TRC urges govt to solve war-era cases
Kathmandu, February 7
Truth and Reconciliation Commission and Commission of Investigation on Enforced Disappeared Persons today warned the government of the dangers of delay in addressing serious crimes and human rights violations that occurred during decade-long Maoist insurgency.
Members of the commissions submitted their interim reports to the government one year after the formation of commissions.
Although the insurgency ended in 2006, it took eight years to form the commissions, which have not been able to discharge their key responsibilities due to non-cooperation from the government and concerned political actors.
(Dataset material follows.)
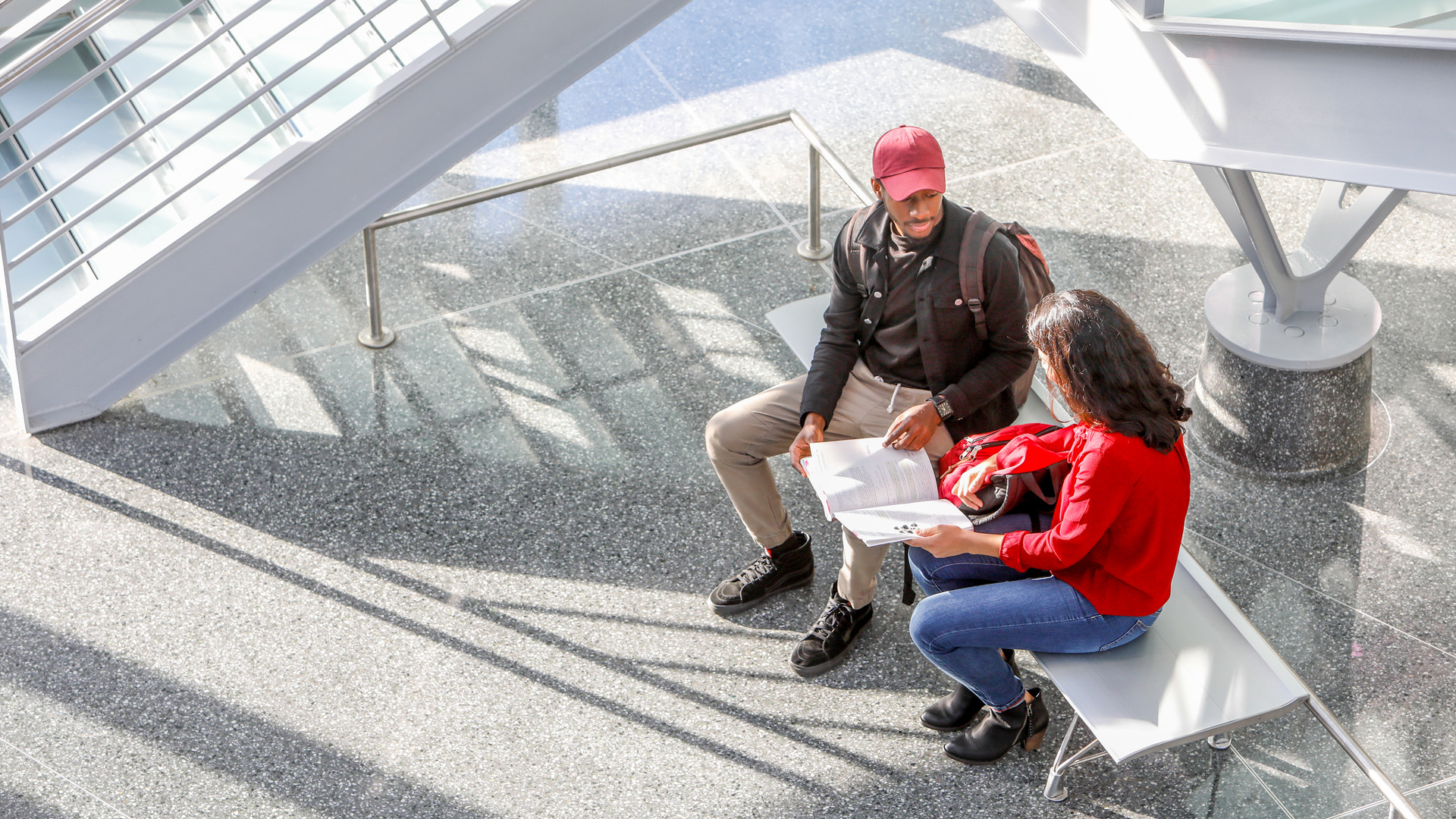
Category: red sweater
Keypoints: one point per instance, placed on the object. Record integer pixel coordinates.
(1119, 521)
CIEDP member Bishnu Pathak said the commission was unable to fulfil its mandated task due to lack of a law related to disappeared persons, the commission’s own regulations and amendment to other related laws.
“United Nations is already sceptical of Nepal’s ability to properly deal with transitional justice system.
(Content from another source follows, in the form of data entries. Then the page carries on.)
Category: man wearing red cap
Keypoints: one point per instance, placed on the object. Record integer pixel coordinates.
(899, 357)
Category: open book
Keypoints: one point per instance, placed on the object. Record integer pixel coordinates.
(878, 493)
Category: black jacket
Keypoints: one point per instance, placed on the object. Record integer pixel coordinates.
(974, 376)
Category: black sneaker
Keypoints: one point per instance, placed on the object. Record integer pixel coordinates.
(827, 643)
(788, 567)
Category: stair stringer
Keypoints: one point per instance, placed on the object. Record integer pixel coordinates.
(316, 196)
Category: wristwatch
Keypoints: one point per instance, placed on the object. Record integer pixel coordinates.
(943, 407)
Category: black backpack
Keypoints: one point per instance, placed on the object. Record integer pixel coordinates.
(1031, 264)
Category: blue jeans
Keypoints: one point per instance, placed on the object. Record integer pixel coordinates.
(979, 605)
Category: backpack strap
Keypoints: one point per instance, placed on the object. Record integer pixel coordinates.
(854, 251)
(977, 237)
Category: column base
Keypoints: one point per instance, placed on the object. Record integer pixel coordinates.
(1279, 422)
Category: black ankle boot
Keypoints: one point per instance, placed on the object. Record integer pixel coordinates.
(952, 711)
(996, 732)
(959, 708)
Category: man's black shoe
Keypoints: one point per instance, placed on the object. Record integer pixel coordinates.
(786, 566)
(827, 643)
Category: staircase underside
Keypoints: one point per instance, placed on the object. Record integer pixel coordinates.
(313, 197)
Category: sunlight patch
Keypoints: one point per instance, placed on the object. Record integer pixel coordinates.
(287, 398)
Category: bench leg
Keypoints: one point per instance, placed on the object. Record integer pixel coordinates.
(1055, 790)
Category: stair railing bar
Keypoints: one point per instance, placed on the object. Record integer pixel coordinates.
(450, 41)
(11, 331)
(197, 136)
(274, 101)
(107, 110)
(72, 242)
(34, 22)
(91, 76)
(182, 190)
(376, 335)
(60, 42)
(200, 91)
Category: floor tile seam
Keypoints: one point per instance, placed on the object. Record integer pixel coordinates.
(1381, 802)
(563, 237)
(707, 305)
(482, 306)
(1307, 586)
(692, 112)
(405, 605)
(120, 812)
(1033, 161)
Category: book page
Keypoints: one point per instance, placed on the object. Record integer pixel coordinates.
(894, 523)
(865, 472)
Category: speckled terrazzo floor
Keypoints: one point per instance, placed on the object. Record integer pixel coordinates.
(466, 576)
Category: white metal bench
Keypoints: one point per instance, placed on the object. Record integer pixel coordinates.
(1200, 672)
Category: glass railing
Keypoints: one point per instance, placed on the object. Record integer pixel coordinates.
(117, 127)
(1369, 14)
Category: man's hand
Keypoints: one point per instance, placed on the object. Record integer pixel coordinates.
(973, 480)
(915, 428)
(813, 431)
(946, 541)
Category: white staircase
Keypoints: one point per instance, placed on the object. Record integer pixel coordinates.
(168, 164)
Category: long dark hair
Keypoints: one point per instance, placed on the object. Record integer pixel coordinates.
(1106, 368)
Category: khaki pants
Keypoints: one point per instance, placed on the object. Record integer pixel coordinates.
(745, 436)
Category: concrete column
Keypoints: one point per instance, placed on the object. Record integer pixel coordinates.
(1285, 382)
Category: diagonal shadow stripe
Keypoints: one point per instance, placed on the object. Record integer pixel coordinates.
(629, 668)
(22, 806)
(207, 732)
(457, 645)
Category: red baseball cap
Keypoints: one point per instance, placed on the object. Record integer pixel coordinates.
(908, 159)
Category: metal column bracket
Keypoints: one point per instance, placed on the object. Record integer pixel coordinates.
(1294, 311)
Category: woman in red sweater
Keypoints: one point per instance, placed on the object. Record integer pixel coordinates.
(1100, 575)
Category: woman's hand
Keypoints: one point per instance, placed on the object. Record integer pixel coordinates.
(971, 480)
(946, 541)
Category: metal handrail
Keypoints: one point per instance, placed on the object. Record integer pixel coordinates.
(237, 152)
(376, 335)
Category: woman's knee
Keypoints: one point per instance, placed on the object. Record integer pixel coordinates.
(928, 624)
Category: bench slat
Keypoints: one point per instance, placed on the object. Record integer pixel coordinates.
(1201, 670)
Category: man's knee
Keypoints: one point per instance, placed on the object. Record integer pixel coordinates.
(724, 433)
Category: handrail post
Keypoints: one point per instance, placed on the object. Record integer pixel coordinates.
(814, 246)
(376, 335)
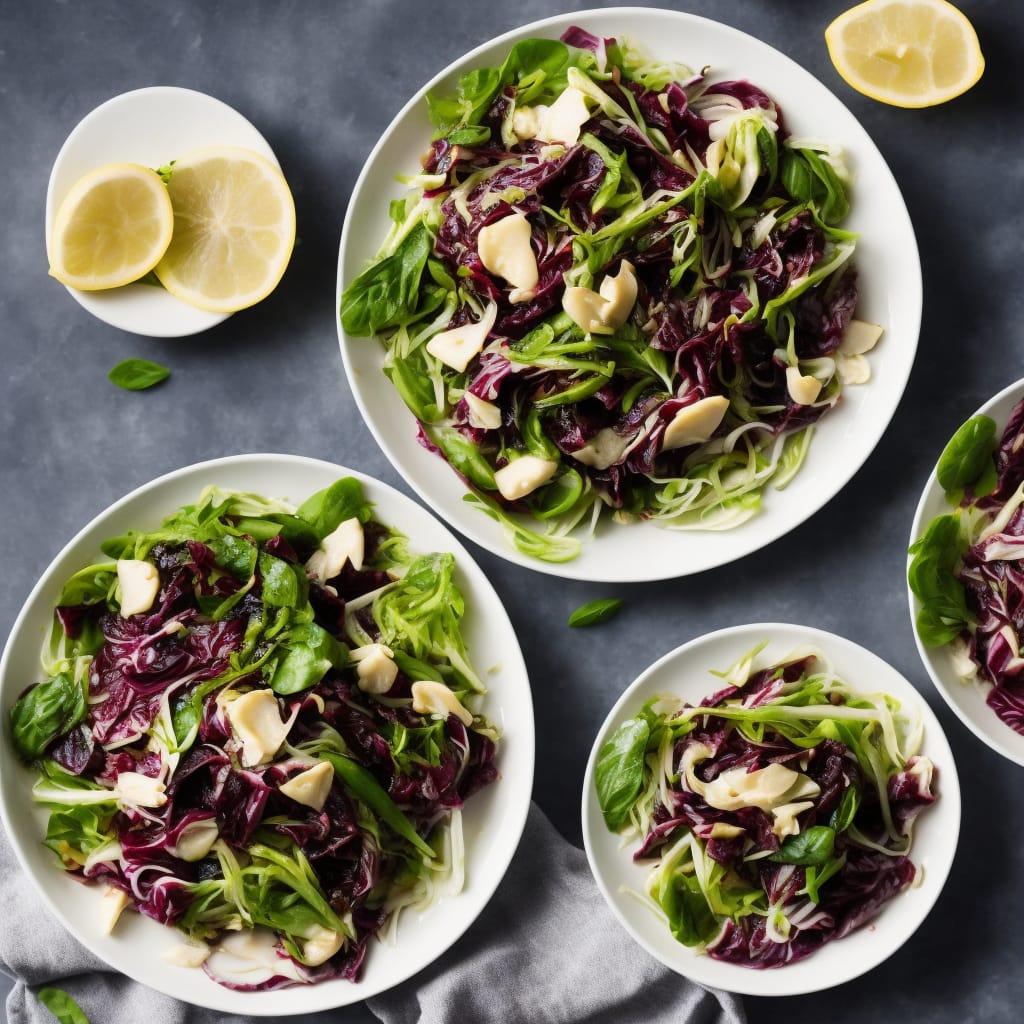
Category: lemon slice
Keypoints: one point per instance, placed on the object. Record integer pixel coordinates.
(112, 227)
(233, 228)
(905, 52)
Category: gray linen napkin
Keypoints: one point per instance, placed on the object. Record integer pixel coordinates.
(546, 949)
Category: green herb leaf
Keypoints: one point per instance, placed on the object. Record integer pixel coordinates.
(595, 612)
(619, 772)
(968, 455)
(46, 712)
(814, 846)
(386, 293)
(137, 375)
(932, 577)
(61, 1006)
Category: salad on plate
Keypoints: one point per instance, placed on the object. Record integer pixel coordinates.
(965, 567)
(775, 815)
(259, 723)
(615, 287)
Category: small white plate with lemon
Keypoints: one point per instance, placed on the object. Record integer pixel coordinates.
(213, 237)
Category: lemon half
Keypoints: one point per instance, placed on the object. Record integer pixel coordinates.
(233, 228)
(905, 52)
(112, 227)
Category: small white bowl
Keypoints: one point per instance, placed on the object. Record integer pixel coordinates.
(686, 672)
(493, 820)
(151, 127)
(966, 699)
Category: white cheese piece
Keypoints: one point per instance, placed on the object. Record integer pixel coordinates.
(311, 786)
(250, 957)
(860, 337)
(523, 476)
(803, 388)
(375, 668)
(695, 423)
(139, 585)
(785, 817)
(344, 544)
(322, 945)
(114, 902)
(721, 829)
(255, 719)
(482, 414)
(506, 251)
(558, 123)
(564, 118)
(608, 308)
(142, 791)
(186, 954)
(431, 697)
(605, 449)
(457, 346)
(196, 840)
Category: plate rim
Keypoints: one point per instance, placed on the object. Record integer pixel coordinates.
(739, 639)
(480, 529)
(507, 833)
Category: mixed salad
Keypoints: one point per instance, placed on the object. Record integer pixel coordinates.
(615, 285)
(966, 567)
(777, 814)
(259, 724)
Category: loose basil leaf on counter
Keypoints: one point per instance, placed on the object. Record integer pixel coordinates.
(594, 612)
(137, 375)
(61, 1006)
(619, 772)
(968, 455)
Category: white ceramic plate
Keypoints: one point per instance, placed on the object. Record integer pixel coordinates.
(889, 275)
(493, 819)
(967, 699)
(151, 127)
(686, 673)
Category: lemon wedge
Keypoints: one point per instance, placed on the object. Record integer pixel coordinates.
(233, 228)
(905, 52)
(112, 227)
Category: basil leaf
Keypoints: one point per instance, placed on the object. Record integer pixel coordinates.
(61, 1006)
(594, 612)
(932, 577)
(137, 375)
(309, 652)
(968, 455)
(326, 510)
(385, 294)
(690, 919)
(49, 710)
(814, 846)
(844, 814)
(619, 772)
(363, 783)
If the TRC’s work and its recommendations are ignored, it will prove to be a failure of our judicial system, inviting foreign intervention, including that from the UN, which may form a tribunal to look into the cases of human rights violations.
It will be unfortunate for Nepal, Nepalis and Nepal’s independence,” said Surya Kiran Gurung, Chairman of TRC, after submitting its interim report to the PM.
TRC Chairman Gurung cited the case of Colonel Kumar Lama that is under judicial consideration in UK, as Nepal could not deal with it on time. “The country will have to face worse cases if TRC does not fulfil its task on time,” he said at a press meet organised by the TRC after submitting the report.
Lama has been on trial in UK since his arrest there in 2013 in a case of alleged torture of two Maoist rebels during the insurgency.
Commission member Madhavi Bhatta pointed to lack of separate law on torture, lack of TRC regulations and failure on the part of the government to share information, manpower, budget or technical apparatus with TRC for the delay in discharging of its task by the commission.
“We visited 52 conflict-hit districts and talked to real victims at their yards. They wanted nothing other than justice and the government’s support to spend their remaining life,” she said. They expressed their anger at the government for providing relief money to fake victims.
Chairman Gurung rued that the commission had not got proper information even about the number of victims that had come down to 16,000 from 17,000.
Fearing that complaints may be filed against the leaders and workers of political parties, the ruling parties have not been providing information to let commission fulfil its task smoothly, he said.
The commission is planning to set up offices in districts to receive complaints and begin probing them after its regulations are formulated and it receives technical support from the government, said commission member and spokesperson Bhatta.